IRA mural Northern Ireland

Raymond Gilmour was one of the biggest informers against the IRA. He has now been reunited with his sister who lives in New Jersey, Geraldine Dametz, after 27 years.

Dametz described Gilmour as “the living dead”, believing that for the last 30 years her brother was dead. She lived not knowing what to believe and thinking of him daily for for 27 years in the New Jersey until she saw an article in the Sunday Tribune.

Raymond Gilmour was one of the most high profile supergrasses in Northern Irish judicial history. He gave evidence in a case again 31 men and women involved with the Irish Republican Army (IRA) before being resettled in Britain with a new identity by the MI5.

However, Gilmour's sister, Geraldine Dametz, was spurred into contacting her long lost brother after The Sunday Tribune carried an interview with Gilmour in which he spoke of his problems with alcoholism and depression and of how deeply he missed his 10 brothers and sisters.

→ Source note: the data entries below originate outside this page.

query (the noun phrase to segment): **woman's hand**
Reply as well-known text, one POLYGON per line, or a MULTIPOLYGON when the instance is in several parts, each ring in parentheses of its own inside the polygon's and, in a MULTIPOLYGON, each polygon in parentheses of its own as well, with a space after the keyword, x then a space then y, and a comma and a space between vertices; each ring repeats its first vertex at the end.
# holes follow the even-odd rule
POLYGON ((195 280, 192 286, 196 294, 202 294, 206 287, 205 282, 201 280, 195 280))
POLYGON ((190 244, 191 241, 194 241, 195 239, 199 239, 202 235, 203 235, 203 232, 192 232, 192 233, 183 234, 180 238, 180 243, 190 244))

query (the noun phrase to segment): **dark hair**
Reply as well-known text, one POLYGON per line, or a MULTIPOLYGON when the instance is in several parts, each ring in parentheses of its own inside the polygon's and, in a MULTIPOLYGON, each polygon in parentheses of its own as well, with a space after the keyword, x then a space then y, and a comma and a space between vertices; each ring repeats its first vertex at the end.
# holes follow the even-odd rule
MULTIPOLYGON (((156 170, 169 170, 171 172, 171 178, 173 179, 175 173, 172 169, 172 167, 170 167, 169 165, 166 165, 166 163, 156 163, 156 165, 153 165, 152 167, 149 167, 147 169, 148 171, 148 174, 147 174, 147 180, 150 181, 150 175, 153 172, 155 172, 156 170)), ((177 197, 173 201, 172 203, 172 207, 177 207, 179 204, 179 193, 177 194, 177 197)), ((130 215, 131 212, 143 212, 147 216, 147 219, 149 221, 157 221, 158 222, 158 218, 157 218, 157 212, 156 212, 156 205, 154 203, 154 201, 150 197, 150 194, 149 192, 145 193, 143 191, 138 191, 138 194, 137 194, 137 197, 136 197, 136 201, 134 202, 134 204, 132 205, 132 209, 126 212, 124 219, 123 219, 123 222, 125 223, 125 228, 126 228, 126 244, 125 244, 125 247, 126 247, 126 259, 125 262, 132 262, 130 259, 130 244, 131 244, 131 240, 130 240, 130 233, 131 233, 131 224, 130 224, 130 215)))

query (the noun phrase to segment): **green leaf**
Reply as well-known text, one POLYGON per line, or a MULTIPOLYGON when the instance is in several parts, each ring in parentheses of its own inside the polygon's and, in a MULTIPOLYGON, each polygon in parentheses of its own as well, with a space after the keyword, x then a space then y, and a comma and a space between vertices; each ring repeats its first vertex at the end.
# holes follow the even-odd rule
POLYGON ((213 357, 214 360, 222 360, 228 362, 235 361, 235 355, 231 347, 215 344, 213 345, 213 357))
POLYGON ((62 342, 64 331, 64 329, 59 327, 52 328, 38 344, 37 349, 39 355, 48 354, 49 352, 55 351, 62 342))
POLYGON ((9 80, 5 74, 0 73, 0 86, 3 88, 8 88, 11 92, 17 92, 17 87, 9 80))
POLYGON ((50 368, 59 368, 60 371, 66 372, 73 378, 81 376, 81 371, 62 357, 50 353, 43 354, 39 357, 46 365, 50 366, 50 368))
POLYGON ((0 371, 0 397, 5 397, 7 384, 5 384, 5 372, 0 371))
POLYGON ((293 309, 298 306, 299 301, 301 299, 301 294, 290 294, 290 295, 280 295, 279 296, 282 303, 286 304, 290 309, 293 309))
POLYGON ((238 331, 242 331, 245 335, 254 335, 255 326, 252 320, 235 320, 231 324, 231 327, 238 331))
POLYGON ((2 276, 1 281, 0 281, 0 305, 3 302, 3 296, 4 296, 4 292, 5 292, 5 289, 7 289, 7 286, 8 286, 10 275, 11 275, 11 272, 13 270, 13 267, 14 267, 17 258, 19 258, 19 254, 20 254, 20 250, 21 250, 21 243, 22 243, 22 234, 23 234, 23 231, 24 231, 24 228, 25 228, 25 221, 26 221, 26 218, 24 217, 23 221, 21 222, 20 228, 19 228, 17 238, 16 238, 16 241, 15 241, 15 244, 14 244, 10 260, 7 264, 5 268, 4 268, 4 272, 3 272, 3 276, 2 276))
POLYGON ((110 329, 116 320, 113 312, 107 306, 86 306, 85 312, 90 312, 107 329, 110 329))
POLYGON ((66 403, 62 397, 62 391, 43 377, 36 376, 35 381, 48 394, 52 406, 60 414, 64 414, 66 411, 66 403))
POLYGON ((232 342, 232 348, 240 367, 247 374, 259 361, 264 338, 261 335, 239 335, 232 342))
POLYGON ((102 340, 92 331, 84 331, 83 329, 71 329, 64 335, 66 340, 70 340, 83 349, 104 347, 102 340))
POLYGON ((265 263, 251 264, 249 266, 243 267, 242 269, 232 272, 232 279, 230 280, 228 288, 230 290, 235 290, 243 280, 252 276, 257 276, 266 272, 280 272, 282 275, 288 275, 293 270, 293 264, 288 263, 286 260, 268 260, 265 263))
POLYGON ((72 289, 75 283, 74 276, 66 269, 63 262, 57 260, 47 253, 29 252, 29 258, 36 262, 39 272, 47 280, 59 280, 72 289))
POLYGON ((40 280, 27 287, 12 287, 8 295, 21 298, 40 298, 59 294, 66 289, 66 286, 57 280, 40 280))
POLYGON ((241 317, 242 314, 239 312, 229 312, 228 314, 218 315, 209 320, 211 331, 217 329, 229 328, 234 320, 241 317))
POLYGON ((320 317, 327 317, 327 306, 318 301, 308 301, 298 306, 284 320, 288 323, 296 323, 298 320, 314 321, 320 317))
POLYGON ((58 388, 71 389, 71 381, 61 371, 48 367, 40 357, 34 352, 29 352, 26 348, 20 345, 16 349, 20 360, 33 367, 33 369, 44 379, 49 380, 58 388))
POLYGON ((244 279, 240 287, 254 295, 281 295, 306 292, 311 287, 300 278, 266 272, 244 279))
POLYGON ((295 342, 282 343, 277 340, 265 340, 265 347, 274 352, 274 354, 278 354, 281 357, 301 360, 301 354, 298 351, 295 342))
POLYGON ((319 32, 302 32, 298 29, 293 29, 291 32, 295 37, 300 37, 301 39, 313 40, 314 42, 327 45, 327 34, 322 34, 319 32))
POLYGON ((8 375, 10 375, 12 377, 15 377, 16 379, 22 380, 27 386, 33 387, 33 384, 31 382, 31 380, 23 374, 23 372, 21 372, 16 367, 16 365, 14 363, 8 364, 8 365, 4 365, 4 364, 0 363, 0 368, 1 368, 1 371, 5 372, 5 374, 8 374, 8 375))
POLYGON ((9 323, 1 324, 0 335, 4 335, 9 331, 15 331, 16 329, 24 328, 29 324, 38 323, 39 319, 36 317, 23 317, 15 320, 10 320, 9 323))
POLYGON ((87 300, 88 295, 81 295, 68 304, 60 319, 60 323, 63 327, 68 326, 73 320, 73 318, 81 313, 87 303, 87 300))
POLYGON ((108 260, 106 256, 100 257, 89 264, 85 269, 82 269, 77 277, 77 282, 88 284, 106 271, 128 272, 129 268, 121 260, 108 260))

The sister, who now lives in New Jersey, told the newspaper how: "The last time I saw Raymond he was in court giving evidence. I was crying because I wanted him to retract for the sake of our family. I didn't see or speak to him for 27 years but there wasn't a day that passed that I didn't think of him and wonder if he was even alive. It was torture."

After Dametz’s children mounted an endless Internet search to find any trace of their long-lost uncle. One of them eventually chanced upon the Tribune’s interview, and thus began the long-awaited reuniting of the family.

Dametz eventually managed to unearth Gilmour’s contact details and the siblings spoke on the phone for six hours: “it was as if we’d never been separated,” the sister told The Tribune.

"He remembered every little detail about us all. Our family never disowned Raymond. When he gave evidence, it ruined our lives. After the trial, I couldn't continue living in Derry. I had to go to the US and my parents went to England. I can't speak for the rest of the family, but personally I'm very proud of Raymond. If he saved the life of even one Protestant, one Catholic, one policeman or one soldier, then he's my hero," said the emotional and overjoyed sister.

She tragically recounted how Raymond had mistakenly assumed that his family hated him, when they were actually deeply worried and concerned for him: "As a child, Raymond was like my mother's shadow, he went everywhere with her. She was very anti-violence and anti-IRA – that's where I think he got it from.

"My mother never stopped loving Raymond. I nursed her for three months when she was dying and all she did was talk about him. She wanted to see him one last time. She was heartbroken and it destroyed us seeing her so unhappy.

"Raymond heard she'd died and sent a wreath. He thought we hated him and told the Sunday Tribune that the wreath was probably thrown in the bin. Nothing was further from the truth. Raymond had written on the card, 'From your loving son', and that card was placed in my mother's hands in the coffin."

Raymond now finds his family scattered all over the world. Sister Geraldine lives in New Jersey, while another sister has settled down in Down. He’s even a grandfather now, as a past wife’s children have in turn given birth. Everything’s changed.

Nevertheless Gilmour keeps his whereabouts a closely guarded secret as he would still be a wanted man for the IRA, INLA, and other paramilitary unites: "I know we won't ever be able to have a big family reunion. I've invited him to my home in New Jersey but it wouldn't be safe for him," says his sister.

Gilmour was recruited by the police as a teenager, first to infiltrate the INLA, then the IRA. Dametz says her family's world fell apart when news broke that he was an informer. "We were devastated. We knew we would never be able to see him normally again. He became the living dead."

The sister finishes the interview with the newspaper by venting her rage at the British police who recruited Raymond aged just sixteen: "Raymond was recruited by the police when he was 16, far too young to be sure of what he was doing, and then when the British had no more use for him, they threw him to the wolves and didn't look after him," she says.